Durante a entrevista, o mandatário argentino por diversas vezes elogiou os chamados "valores" americanos, fundamentados na "liberdade do indivíduo" e na diminuição do papel do Estado na sociedade.
A própria base da campanha eleitoral de Javier Milei na Argentina esteve voltada para dirimir a participação do Estado na economia, eliminando uma série de ministérios, por exemplo, e na defesa do que ele chamou de "superioridade moral do capitalismo".
Para além disso, Milei enfatizou que sua chegada ao poder em Buenos Aires se deve à chamada "guerra cultural" hoje em curso na Argentina, fenômeno também presente em demais países do continente.
Segundo Milei, essa guerra cultural se dá entre dois campos principais.
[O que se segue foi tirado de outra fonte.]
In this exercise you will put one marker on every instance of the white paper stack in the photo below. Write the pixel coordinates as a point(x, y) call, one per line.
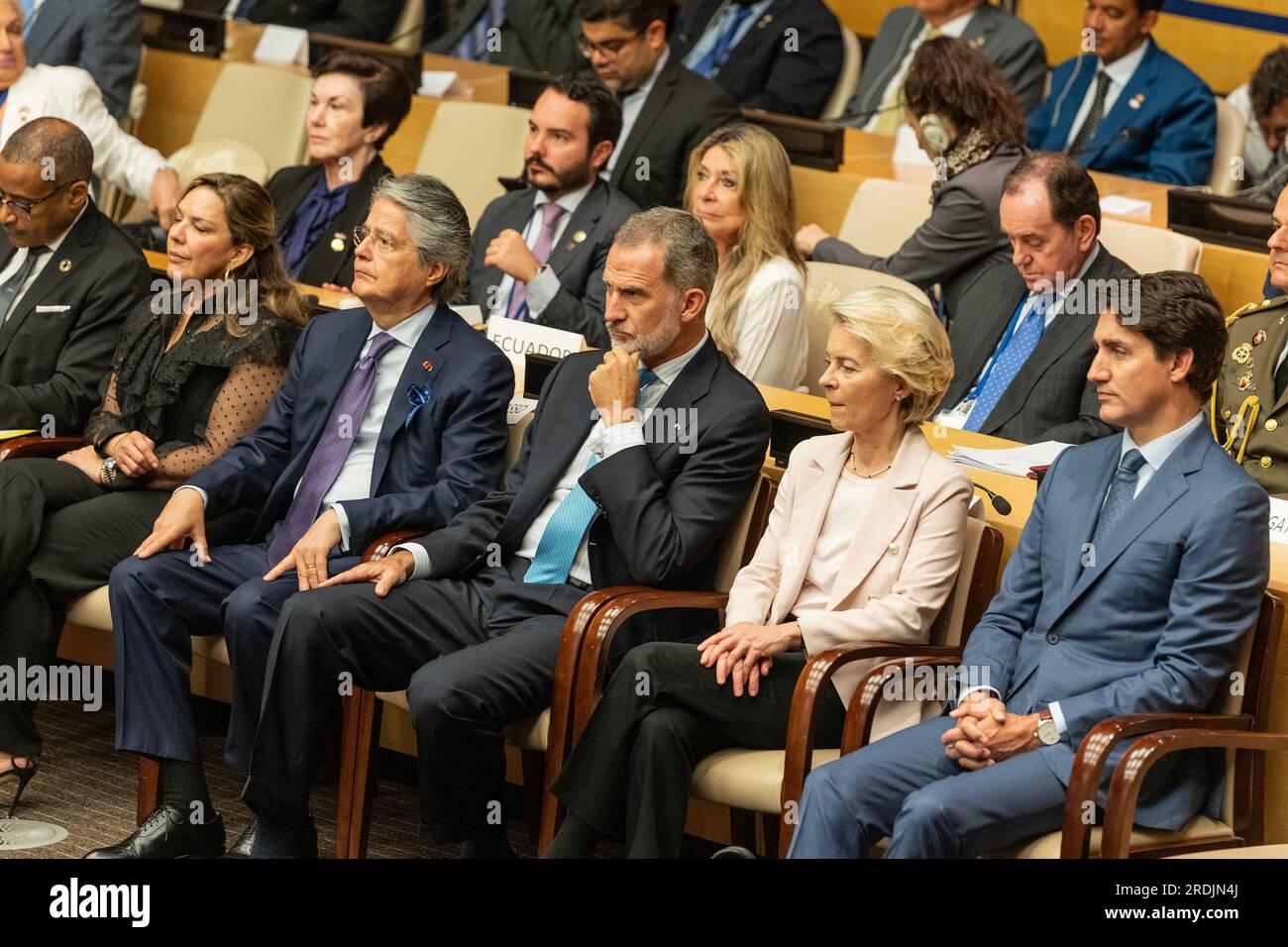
point(1009, 460)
O primeiro deles diz respeito a forças progressistas de esquerda, centradas no desejo de transformar suas sociedades por meio da defesa dos direitos das minorias e de pautas identitárias multifacetadas.
A segunda força nessa disputa é composta por conservadores de direita que se orientam pela defesa da tradição, da religião e, ao mesmo tempo, enfatizam a liberdade individual e de mercado — no plano econômico.
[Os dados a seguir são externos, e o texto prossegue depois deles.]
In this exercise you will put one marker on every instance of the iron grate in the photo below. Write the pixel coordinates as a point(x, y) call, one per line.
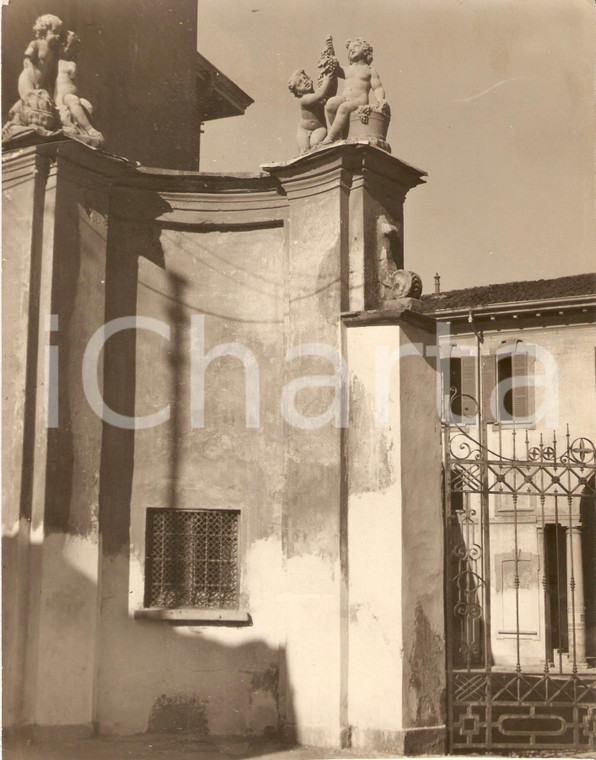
point(192, 558)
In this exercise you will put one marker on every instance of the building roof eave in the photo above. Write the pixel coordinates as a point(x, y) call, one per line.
point(219, 96)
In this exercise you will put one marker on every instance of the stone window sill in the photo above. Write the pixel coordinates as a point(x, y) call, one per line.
point(192, 616)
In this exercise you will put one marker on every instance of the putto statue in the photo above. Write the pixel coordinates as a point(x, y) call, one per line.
point(74, 111)
point(312, 129)
point(360, 114)
point(49, 104)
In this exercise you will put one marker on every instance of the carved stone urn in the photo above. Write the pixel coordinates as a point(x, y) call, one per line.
point(367, 123)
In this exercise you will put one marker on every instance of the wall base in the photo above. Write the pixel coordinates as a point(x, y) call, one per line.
point(410, 741)
point(42, 734)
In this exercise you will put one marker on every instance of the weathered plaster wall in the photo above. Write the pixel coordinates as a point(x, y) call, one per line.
point(61, 676)
point(206, 679)
point(266, 261)
point(23, 198)
point(395, 540)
Não só na Argentina, mas também nos próprios Estados Unidos e até mesmo no Brasil, ambos os lados dessa disputa se entranharam em uma verdadeira miscelânia de conceitos que ora se complementam, ora se contradizem, tornando o diálogo entre as partes cada vez mais difícil.
Milei, por sua vez, é um personagem político que ascendeu em popularidade justamente no contexto dessa "guerra cultural" argentina, mas também, e principalmente, por conta das precárias condições econômicas na qual o país se encontra já há muitas décadas.
Economista de formação, Milei fez menção de afirmar que finalmente "os argentinos decidiram amadurecer […] e, de uma vez por todas, começar a fazer as coisas direito". Durante a entrevista para o público conservador americano, o mandatário argentino, obviamente, não deixou escapar a chance de dizer que "os argentinos decidiram abraçar a liberdade".
O presidente argentino, Javier Milei, fala durante a reunião anual da Conferência de Ação Política Conservadora (CPAC, na sigla em inglês), em National Harbor, Maryland. EUA, 24 de fevereiro de 2024
© AFP 2023 / Mnadel Ngan
Milei sabe que há um simbolismo muito forte em torno da palavra "liberdade" para grande parte da audiência estadunidense, assim como para a sua classe política. Afinal, os Estados Unidos ainda se consideram os "defensores do mundo livre" e das "liberdades individuais". Logo, qualquer líder mundial que lançar uso desses termos em suas aparições públicas estará irremediavelmente acenando para Washington em busca de apoio político ou, até mesmo, financeiro.
No mais, quando perguntado por seu interlocutor "qual exemplo a Argentina deixa para o resto do Ocidente?" ou então "onde foi que o Ocidente errou?", Milei indica que a principal falha teria sido o abandono dos princípios fundadores ocidentais de "liberdade".
Para o argentino, o Ocidente optou por abraçar o "politicamente correto" que, na sua visão, nada mais é do que um ideário socialista repaginado para o século XXI. Trata-se não mais do socialismo ancorado no materialismo histórico de Karl Marx, mas sim de um socialismo ancorado em disputas culturais encabeçado por forças políticas progressistas, sem necessariamente aludir à clássica luta envolvendo os trabalhadores e a chamada burguesia.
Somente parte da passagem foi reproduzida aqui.